Amigo lector, ya es sábado… y usted lo sabe: es día de ver Bajo la lupa.
Pero este viernes fue especial, y quiero compartirlo con usted desde un lugar más personal, la reflexión.
Los 10 de abril son, para mí, profundamente significativos. Es una fecha que me recuerda el porqué estoy aquí, el sentido de mi existencia, y algo aún más importante, que no solo se trata de vivir, sino de sentirse vivo.
Sí, un día 10 de abril nací… hace 25 años. Y hoy inevitablemente volteo hacia atrás, no para quedarme ahí, sino para entender en qué me he convertido.
Recuerdo con nostalgia cuando era niño. Soñaba con ser soldado para defender a mi país, quería ser científico para resolver los problemas que veía, incluso imaginé ser biólogo marino por el amor que siempre he sentido por los animales y el océano, con sus colores mágicos. También quise ser doctor… y no me quedaba nada mal, me ponía la bata y el estetoscopio de mi abuelo, y me sentía casi realizado, aunque después entendí que ese no era del todo mi camino.
Cuando somos niños queremos serlo todo. Soñamos sin límites, creemos que el mundo nos espera… y que todo será sencillo. Pero la vida, con el tiempo, nos enseña que no es así.

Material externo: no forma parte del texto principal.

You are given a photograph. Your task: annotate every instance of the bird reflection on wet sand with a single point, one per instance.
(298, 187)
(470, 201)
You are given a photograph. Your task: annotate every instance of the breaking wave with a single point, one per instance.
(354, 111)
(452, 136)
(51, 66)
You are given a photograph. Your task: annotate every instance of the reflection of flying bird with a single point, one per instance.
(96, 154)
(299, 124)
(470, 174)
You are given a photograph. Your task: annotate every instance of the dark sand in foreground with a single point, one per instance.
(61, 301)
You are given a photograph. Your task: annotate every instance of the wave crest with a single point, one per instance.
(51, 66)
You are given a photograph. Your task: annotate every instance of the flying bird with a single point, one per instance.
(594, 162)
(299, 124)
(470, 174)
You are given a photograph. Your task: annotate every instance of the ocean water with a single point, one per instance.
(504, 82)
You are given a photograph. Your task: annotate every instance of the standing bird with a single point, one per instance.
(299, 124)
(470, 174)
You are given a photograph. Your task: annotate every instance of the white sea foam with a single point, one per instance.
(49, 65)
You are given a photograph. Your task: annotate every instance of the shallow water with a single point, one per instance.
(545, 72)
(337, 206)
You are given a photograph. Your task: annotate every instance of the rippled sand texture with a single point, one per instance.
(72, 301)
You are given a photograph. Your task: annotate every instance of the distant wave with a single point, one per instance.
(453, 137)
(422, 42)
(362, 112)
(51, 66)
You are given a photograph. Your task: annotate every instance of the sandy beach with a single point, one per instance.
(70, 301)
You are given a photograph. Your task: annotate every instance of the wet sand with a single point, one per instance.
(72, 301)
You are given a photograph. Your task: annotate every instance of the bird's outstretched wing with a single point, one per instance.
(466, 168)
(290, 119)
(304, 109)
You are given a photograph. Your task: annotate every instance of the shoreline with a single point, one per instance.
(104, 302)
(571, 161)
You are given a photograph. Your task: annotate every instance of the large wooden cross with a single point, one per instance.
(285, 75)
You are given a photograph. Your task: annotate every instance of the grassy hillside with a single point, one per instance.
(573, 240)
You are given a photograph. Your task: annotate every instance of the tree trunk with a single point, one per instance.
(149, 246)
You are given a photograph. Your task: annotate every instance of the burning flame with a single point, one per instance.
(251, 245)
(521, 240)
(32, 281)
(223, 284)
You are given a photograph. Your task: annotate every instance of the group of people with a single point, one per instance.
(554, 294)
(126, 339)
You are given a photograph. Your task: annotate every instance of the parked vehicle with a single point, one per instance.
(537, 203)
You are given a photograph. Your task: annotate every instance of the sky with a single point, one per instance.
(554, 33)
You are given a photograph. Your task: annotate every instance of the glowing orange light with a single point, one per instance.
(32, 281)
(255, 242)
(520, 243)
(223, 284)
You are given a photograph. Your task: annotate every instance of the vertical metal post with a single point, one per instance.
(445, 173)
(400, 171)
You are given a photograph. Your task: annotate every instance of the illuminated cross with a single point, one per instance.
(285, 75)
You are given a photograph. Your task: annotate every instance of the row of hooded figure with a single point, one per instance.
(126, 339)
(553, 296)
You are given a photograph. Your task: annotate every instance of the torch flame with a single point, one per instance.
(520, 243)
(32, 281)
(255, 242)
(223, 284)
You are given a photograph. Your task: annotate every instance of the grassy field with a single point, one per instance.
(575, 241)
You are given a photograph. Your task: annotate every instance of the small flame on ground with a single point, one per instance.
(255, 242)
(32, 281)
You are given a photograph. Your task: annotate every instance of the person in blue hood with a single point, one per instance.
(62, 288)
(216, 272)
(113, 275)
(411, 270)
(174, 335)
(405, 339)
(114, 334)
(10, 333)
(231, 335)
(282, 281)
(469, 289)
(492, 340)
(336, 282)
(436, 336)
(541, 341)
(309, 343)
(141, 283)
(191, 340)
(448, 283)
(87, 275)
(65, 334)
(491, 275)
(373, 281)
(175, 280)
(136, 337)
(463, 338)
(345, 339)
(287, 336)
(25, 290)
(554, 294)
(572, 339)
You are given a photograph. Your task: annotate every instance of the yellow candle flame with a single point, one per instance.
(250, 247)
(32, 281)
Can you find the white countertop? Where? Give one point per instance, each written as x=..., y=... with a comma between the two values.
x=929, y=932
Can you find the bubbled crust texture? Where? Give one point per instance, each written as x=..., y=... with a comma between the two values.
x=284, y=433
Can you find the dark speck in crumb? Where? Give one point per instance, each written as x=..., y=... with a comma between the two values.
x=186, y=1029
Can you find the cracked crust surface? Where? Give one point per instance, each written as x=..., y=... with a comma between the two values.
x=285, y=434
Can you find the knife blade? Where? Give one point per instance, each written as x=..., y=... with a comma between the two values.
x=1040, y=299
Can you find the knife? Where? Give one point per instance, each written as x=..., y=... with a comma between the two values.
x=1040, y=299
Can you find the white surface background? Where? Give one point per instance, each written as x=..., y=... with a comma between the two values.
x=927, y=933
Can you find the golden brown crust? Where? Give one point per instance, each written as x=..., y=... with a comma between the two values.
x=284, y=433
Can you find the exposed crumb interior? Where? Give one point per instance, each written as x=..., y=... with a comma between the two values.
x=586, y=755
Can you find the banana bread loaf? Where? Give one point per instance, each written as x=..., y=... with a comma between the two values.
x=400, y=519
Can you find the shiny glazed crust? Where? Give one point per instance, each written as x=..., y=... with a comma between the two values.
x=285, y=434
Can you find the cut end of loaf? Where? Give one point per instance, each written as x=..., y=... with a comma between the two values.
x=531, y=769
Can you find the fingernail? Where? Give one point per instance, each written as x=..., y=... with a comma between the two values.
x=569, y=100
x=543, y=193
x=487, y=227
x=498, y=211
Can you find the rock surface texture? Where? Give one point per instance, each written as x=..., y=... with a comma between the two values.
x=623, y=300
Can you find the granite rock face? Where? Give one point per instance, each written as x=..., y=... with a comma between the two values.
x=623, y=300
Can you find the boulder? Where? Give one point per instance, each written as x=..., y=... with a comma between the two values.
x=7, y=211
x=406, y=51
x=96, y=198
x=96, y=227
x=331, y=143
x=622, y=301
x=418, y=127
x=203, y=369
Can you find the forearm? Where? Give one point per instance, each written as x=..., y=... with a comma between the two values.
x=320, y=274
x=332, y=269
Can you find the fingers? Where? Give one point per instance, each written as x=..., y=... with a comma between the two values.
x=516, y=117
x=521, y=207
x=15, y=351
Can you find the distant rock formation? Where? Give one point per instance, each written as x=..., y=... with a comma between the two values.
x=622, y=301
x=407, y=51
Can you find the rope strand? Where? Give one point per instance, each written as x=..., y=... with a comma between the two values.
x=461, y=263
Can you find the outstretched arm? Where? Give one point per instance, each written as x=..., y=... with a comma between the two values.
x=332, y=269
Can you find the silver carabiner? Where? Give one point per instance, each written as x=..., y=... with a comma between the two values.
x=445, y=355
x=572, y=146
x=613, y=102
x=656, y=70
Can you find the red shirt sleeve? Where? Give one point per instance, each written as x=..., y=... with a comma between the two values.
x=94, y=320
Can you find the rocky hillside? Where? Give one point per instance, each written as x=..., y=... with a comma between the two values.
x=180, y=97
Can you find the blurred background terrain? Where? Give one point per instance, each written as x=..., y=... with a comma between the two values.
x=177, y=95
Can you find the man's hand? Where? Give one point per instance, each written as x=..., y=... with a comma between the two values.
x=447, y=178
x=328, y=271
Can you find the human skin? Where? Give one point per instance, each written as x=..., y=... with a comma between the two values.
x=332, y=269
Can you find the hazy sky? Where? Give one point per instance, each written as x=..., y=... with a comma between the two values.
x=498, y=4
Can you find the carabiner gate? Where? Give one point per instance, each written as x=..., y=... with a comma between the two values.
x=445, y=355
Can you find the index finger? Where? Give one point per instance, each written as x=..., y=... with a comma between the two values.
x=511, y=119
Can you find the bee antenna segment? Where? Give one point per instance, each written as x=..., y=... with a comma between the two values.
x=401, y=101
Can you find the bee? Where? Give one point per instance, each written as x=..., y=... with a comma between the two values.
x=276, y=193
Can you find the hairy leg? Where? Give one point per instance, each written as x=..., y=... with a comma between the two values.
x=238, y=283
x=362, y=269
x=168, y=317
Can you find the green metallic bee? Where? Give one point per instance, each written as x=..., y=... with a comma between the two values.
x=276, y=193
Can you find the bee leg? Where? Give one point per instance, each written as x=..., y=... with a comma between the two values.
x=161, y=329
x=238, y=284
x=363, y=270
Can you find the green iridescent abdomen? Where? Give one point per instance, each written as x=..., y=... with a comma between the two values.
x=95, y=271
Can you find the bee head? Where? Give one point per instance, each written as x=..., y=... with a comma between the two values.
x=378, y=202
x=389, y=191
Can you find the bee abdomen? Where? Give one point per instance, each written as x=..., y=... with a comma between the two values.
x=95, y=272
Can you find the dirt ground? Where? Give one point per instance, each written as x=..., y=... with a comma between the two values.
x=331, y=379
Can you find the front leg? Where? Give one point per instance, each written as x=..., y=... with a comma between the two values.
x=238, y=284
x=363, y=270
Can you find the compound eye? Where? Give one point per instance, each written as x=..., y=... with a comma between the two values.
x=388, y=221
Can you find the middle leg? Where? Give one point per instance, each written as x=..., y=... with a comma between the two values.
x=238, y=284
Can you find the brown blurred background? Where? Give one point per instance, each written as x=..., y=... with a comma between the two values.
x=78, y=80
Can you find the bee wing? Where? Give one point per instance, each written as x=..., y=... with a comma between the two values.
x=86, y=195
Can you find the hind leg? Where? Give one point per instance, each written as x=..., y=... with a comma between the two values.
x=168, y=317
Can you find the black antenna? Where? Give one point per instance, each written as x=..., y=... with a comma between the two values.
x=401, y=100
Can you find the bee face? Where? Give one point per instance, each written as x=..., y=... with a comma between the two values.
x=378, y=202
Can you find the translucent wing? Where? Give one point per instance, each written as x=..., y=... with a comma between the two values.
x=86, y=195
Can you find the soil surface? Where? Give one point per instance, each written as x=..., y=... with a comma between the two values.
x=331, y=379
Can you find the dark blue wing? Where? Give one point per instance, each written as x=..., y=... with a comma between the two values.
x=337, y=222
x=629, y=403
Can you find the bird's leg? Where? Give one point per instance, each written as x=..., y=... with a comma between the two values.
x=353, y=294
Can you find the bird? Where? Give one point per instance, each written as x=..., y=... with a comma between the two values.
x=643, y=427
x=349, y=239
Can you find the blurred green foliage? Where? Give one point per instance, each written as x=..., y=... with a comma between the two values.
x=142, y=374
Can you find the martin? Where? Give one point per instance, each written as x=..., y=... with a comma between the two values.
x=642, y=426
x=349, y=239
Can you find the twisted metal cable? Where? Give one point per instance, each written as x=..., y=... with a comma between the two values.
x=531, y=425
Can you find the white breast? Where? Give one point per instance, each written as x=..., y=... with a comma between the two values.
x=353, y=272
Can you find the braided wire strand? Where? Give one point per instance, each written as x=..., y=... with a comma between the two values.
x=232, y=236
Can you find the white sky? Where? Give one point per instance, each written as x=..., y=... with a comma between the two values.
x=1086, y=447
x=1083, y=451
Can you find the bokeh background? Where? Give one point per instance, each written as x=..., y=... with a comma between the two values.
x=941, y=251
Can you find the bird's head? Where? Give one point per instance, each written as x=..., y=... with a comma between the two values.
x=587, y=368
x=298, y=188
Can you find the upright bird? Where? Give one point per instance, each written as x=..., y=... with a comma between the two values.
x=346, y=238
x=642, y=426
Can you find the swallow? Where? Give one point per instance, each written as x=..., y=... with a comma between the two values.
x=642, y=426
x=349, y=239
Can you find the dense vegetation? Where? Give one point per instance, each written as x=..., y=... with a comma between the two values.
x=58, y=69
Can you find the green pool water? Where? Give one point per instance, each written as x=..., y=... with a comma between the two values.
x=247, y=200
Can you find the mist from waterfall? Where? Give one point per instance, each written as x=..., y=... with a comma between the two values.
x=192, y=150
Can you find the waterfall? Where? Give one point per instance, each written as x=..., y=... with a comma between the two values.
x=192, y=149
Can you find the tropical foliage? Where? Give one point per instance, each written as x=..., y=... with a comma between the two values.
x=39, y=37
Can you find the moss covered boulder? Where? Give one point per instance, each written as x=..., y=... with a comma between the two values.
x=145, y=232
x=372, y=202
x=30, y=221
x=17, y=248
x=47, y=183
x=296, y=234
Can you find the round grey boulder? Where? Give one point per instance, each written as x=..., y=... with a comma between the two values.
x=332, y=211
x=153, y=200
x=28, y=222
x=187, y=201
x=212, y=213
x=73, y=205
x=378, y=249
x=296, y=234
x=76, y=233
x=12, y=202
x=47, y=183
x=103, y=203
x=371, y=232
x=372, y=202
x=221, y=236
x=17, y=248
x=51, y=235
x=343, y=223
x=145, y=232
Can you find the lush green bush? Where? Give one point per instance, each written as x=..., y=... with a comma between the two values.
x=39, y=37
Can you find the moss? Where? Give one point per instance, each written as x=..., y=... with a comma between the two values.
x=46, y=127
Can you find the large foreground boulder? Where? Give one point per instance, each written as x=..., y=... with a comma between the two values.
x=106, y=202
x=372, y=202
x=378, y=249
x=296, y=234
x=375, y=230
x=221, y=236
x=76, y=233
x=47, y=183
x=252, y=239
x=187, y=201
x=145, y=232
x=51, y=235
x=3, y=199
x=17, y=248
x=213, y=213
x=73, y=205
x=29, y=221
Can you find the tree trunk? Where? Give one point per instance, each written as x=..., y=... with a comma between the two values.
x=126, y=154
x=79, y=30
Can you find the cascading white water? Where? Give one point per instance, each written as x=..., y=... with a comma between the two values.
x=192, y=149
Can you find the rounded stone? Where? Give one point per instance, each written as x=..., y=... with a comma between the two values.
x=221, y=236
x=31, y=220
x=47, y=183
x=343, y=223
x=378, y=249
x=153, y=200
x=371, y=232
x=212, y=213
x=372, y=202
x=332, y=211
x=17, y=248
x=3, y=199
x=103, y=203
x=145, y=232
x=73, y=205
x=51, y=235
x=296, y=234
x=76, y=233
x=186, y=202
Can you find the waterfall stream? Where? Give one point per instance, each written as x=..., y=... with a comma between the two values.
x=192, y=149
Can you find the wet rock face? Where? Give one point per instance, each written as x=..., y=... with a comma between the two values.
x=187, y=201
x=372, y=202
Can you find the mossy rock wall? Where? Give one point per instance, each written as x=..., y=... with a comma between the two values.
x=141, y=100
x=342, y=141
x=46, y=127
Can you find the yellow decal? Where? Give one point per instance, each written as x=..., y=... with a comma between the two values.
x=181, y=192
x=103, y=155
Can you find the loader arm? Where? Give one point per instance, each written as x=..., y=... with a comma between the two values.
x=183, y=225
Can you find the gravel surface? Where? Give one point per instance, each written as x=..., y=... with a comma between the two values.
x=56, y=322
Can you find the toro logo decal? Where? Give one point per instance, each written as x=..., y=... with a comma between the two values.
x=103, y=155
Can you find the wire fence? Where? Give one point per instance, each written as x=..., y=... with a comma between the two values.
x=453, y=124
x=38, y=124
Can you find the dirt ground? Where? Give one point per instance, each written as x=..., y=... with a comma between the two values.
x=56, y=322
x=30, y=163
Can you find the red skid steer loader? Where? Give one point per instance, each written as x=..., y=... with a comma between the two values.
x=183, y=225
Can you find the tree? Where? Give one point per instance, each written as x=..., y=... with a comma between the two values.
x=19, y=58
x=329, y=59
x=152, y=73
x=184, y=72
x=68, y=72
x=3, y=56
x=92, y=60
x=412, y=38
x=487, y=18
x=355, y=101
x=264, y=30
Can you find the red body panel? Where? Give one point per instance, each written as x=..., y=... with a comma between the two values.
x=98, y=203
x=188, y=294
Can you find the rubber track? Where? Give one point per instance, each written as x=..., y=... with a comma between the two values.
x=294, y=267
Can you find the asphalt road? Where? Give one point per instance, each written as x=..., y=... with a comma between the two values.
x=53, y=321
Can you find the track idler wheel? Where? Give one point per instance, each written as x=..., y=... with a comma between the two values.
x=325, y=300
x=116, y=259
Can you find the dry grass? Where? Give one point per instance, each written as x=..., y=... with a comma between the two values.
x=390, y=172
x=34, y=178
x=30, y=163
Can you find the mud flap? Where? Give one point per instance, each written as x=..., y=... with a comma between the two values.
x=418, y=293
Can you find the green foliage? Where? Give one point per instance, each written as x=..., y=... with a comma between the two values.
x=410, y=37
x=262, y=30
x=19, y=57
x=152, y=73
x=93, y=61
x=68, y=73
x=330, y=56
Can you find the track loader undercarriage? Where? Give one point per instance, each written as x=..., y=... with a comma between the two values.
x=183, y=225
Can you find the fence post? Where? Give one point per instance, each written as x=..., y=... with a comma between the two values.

Poco a poco, los consejos de mamá, las palabras de mi abuelo y la guía de Dios fueron marcando mi rumbo. También lo hicieron las experiencias, esas que no solo enseñan, sino que transforman.
Hoy, a mis 25 años, quiero compartirle un poema que mi abuelo me envió hace tiempo y que refleja mucho de lo que hoy siento. Es una invitación a vivir, sí, pero sobre todo a sentir la vida; a querer, a amar, a mirar más allá del presente y preguntarnos:
¿Dónde quiero estar? ¿Quién quiero ser como persona, como pareja, como amigo, como hijo… o como padre?
Pero siempre, sin olvidar lo esencial, ser agradecidos con la vida y con Dios, que es quien nos tiene aquí. Porque sí, todos tenemos un propósito… la pregunta es: ¿lo estamos buscando?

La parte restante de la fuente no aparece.